The Hopson court found that the reasoning in the Marri case was no longer applicable; thus, Marri should be overruled. Specifically, the Hopson court found that the effect of the Marri case was to deny "the existence of any harm where harm is most assuredly to be expected." For example, it is a general principle of tort law that a tortfeasor takes his victim as he finds him. Therefore, if the tortfeasor's victim is married, it is natural that the victim's spouse may suffer from "personal and compensable injuries" as a result of the negligent act inflicted on the injured spouse. As a result, the court found that loss of consortium should be recognized as a viable claim in Connecticut.

The court addressed several concerns associated with loss of consortium claims. First, the court found that the difficulty in assessing the damages in a loss of consortium claims should not be a reason for denying the claim altogether. Specifically, the court pointed out that such things as grief, fright, and anxiety have been considered compensable injuries in claims involving pain and suffering. Therefore, calculating damages for loss of consortium, which includes such things as grief, fright, and anxiety, should not be different than calculating the pain and suffering associated with other claims.
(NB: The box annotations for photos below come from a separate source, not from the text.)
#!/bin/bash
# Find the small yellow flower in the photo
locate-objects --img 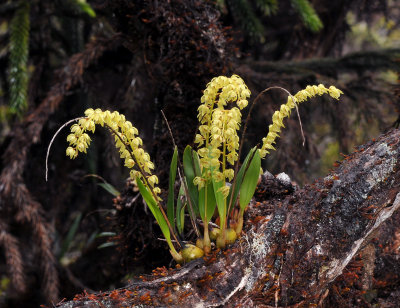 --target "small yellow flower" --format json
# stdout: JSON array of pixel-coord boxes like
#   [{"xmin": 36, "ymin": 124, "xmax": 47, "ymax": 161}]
[{"xmin": 66, "ymin": 147, "xmax": 78, "ymax": 159}]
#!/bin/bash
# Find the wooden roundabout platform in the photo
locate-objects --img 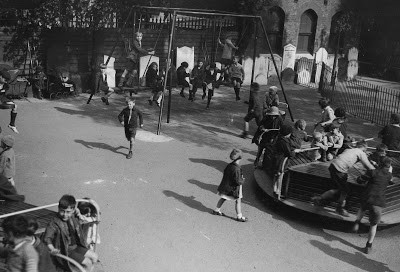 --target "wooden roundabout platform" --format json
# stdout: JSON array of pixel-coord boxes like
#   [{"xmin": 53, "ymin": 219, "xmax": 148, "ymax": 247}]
[{"xmin": 254, "ymin": 153, "xmax": 400, "ymax": 226}]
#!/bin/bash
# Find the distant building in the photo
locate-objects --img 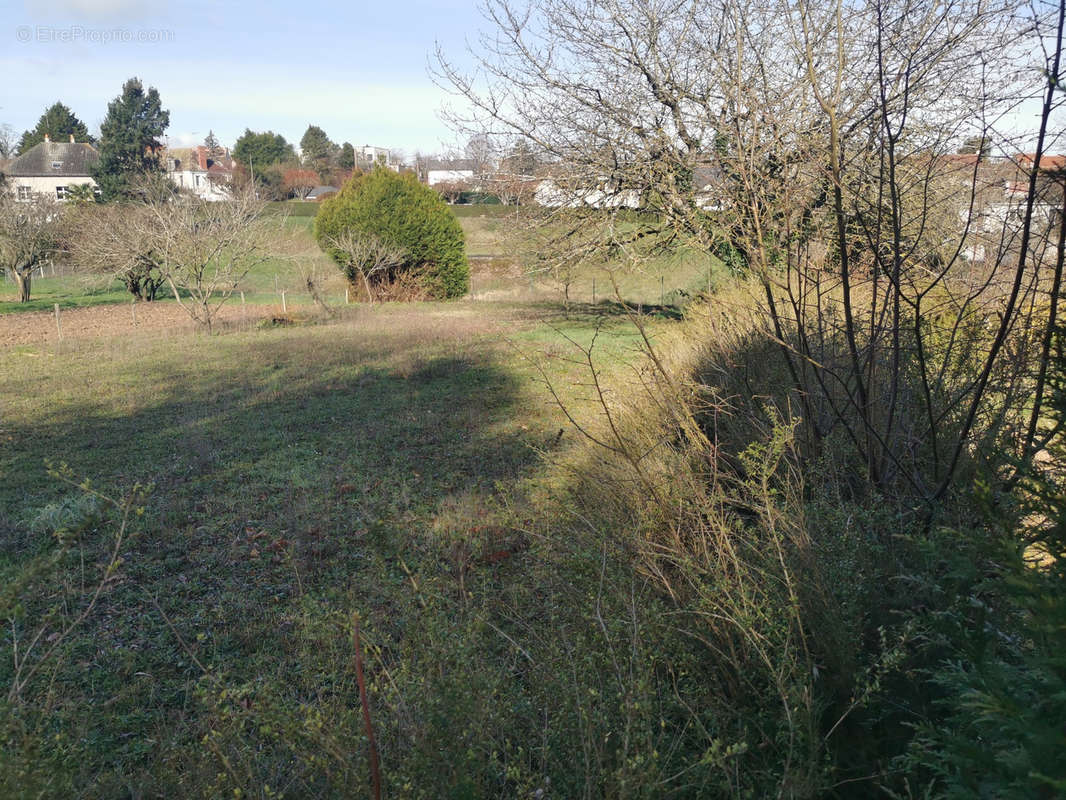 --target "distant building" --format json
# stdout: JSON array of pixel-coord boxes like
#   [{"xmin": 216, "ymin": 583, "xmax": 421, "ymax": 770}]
[
  {"xmin": 533, "ymin": 178, "xmax": 641, "ymax": 208},
  {"xmin": 424, "ymin": 158, "xmax": 478, "ymax": 186},
  {"xmin": 3, "ymin": 135, "xmax": 100, "ymax": 202},
  {"xmin": 165, "ymin": 145, "xmax": 235, "ymax": 201}
]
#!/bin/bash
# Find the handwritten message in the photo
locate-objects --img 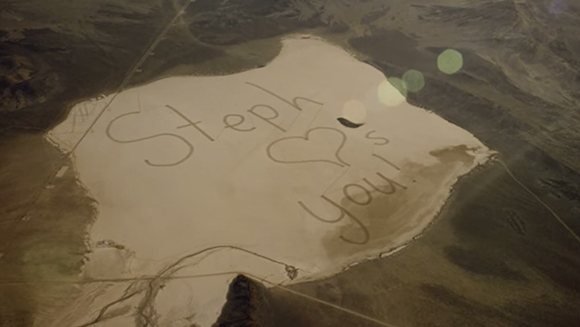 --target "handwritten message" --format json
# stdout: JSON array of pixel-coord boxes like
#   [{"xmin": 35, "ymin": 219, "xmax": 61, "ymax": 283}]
[{"xmin": 105, "ymin": 82, "xmax": 407, "ymax": 245}]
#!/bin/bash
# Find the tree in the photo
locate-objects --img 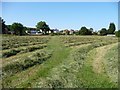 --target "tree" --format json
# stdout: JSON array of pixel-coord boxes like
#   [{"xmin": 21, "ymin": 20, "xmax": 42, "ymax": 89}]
[
  {"xmin": 11, "ymin": 23, "xmax": 24, "ymax": 35},
  {"xmin": 79, "ymin": 27, "xmax": 92, "ymax": 35},
  {"xmin": 36, "ymin": 21, "xmax": 50, "ymax": 34},
  {"xmin": 115, "ymin": 30, "xmax": 120, "ymax": 37},
  {"xmin": 108, "ymin": 23, "xmax": 116, "ymax": 34},
  {"xmin": 100, "ymin": 28, "xmax": 107, "ymax": 36},
  {"xmin": 0, "ymin": 17, "xmax": 8, "ymax": 34}
]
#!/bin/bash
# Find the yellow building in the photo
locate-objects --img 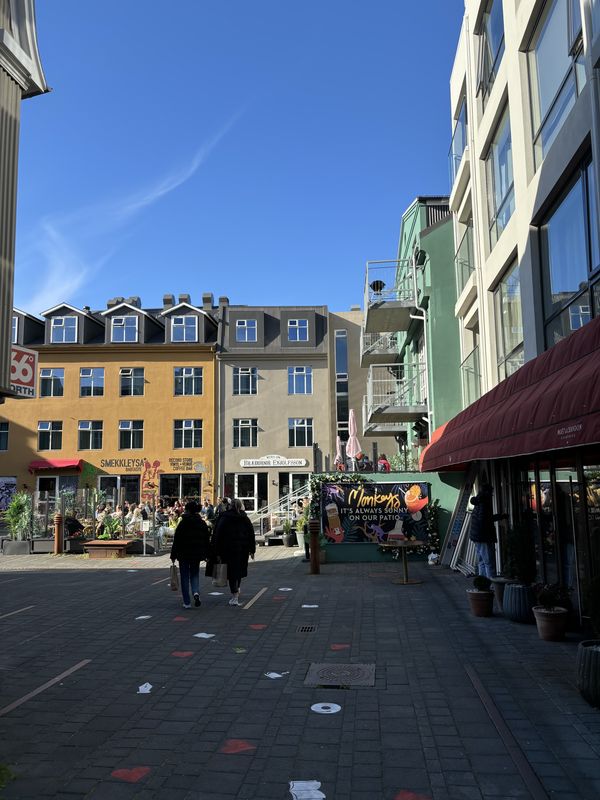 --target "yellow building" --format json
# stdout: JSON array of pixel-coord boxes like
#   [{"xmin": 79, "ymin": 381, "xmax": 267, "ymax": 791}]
[{"xmin": 0, "ymin": 295, "xmax": 216, "ymax": 501}]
The Hopson court also addressed the concern of improper verdicts in a loss of consortium claim and turned to other jurisdictions for guidance. An improper verdict, according to the Hopson court, was one where the spouse failed to establish a claim for an element of consortium, such as loss of companionship, but the jury returns a verdict in favor of that element nonetheless. The court in Hopson suggested that Connecticut follow those jurisdictions that addressed the problem of improper verdicts by recommending that claims by spouses, for either physical injuries or loss of consortium, be tried before the same trier of fact. Therefore, joinder of the underlying claims with the consortium claim would ensure that the same trier of fact would hear both claims simultaneously.


[1] Black's Law Dictionary defines "consortium" as "the benefits that one person, especially a spouse, is entitled to receive from another, including companionship, cooperation, affection, aid, and (between spouses) sexual relations." Black's Law Dictionary 304 (7 th ed. 1999). Black's Law Dictionary defines "loss of consortium" as "a loss of the benefits that one spouse is entitled to receive from the other, including companionship, cooperation, aid, affection, and sexual relations. Loss of consortium can be recoverable as damages in a personal-injury or wrongful-death action." Id. at 958.

[2] See P. Keeton, et al, Prosser & Keeton on the Law of Torts 124, at 881 (4 th ed. 1971).

[3] Marri v. Stamford Street R. Co., 84 Conn. 9 (1911).

[4] The Court granted this right to spouses married at the time the directly harmed spouse incurred the injury. Betrothed and divorced individuals cannot recover for loss of consortium because the "formal marriage relations forms the necessary touchstone o determine the strength of commitment between the two individuals which give rise to the existence of consortium between them in the first instance." Gurliacci v. Mayer, 218 Conn. 531, 562-63 (1991).

[5] Hopson v. St. Mary's Hospital, 176 Conn. 485 (1979).